This one is slow, easy to play, lovely, and has an interesting history. There’s not a hard chord, technique, or transition in it, and the words were written by a canonized saint-- in the twelfth century. What’s not to love?


If you can play C, G7 and G, you can play this song. The G chord I use is actually a GaddD chord, but it’s fretted exactly like a normal G, except the ring finger frets the third space on the 2nd string instead of the 1st string, which is not played. This makes it even easier to  play than a normal G.

All the chord changes in the first two lines (except one) follow a note played on an open string, giving you plenty of time to make the change.  The exception is  the change from C to GaddD at the end of the seventh measure.
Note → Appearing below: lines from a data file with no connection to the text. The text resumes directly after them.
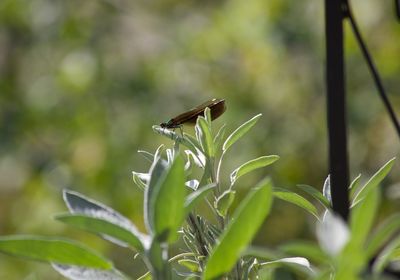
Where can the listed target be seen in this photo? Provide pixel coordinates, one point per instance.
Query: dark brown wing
(217, 107)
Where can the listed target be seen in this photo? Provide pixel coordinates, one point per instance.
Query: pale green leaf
(244, 224)
(239, 132)
(57, 250)
(296, 199)
(252, 165)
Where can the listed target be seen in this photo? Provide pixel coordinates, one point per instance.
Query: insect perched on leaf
(217, 108)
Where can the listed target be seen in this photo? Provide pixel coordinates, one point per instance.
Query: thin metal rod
(373, 70)
(336, 107)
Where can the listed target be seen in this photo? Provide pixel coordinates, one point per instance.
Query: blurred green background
(82, 82)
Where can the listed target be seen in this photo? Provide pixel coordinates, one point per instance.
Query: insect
(217, 108)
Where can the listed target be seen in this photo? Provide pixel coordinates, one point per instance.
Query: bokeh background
(82, 82)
I usually fret the D note on the #2 string with my ring finger, making the change to GaddD super easy.

Similarly, the pull-off in the first measure of the third line eases the transition to GaddD. Then, after playing the chord and holding it as long as needed, release it, shifting the hand to a normal G7 position. Since you are not playing the #1 string, this chord is actually a G, but it’s easier to hit the notes called out in the tab from the G7 hand position, and it makes no difference to the music what you call it.

For the whole third line, you’re actually holding the middle and ring fingers in place, using the index finger to fret the melody notes. In the third measure of the line, I usually just flatten my middle finger across the #3 string briefly to hit the A note, instead of fretting it with the index finger. Do it the way it is easiest for you.

There’s an optional pull-off in the third line. Play the C  note with the index finger, then pull that finger off the string, plucking the string with the left hand. It makes the two notes sonnd more connected, and is therefore called a ligado, the Spanish word for “tied”.

The last line is all played from a C hand position. On the final chord, if you wish, you can fret the #6 string in the 3rd space with your pinkie, turning the chord into a C/G, which just means a C chord with a G bass note. I like the sound of it better with a deeper bass, but it’s not necessary. If you prefer, just play a normal C here, omitting the #1 string. This omission is necessary, as the melody note is the C on the 2nd string. If you play the E on the open #1 string, the melody won’t sound right.


Edward Caswall, who translated the lyrics, was a clergyman in the Church of England who later converted to Catholicism and became a Catholic priest.  Over his long lifetime as a clergyman, he wrote and translated hundreds of hymns.

Saint Bernard of Clairvaux was without doubt, Western Europe's “man of the twelfth century.” Adviser of popes, preacher of the Second Crusade, defender of the faith, healer of a schism, reformer of a monastic Order, Scripture scholar, theologian and eloquent preacher, he was the son of a French nobleman, who gave up all his advantages to become a priest. He was the first member of the Cistercian order to be placed on the Calendar of Saints, and was canonized, or officially recognized as a saint, on January 18, 1174. This was exactly 842 years ago today, January 25, 2016, due to confusion between the Julian Calendar in use at the time, and the Gregorian Calendar in use worldwide today. If you think that’s confusing, you don’t know the half of it!

If Saint Bernard did in fact write this hymn, it was probably written in Latin, but I have been unable to find any original lyrics. The music is a different story. It was composed by John B. Dykes, in the mid-nineteenth century, approximately seven centuries later. We don’t have an exact composition date for this tune, as Dykes was a prodigy who was Assistant Organist at his church by the age of ten, and who composed over three hundred hymn tunes in his short lifetime. He is better known as the composer of the tune used for Lead Kindly Light (Hymns #97).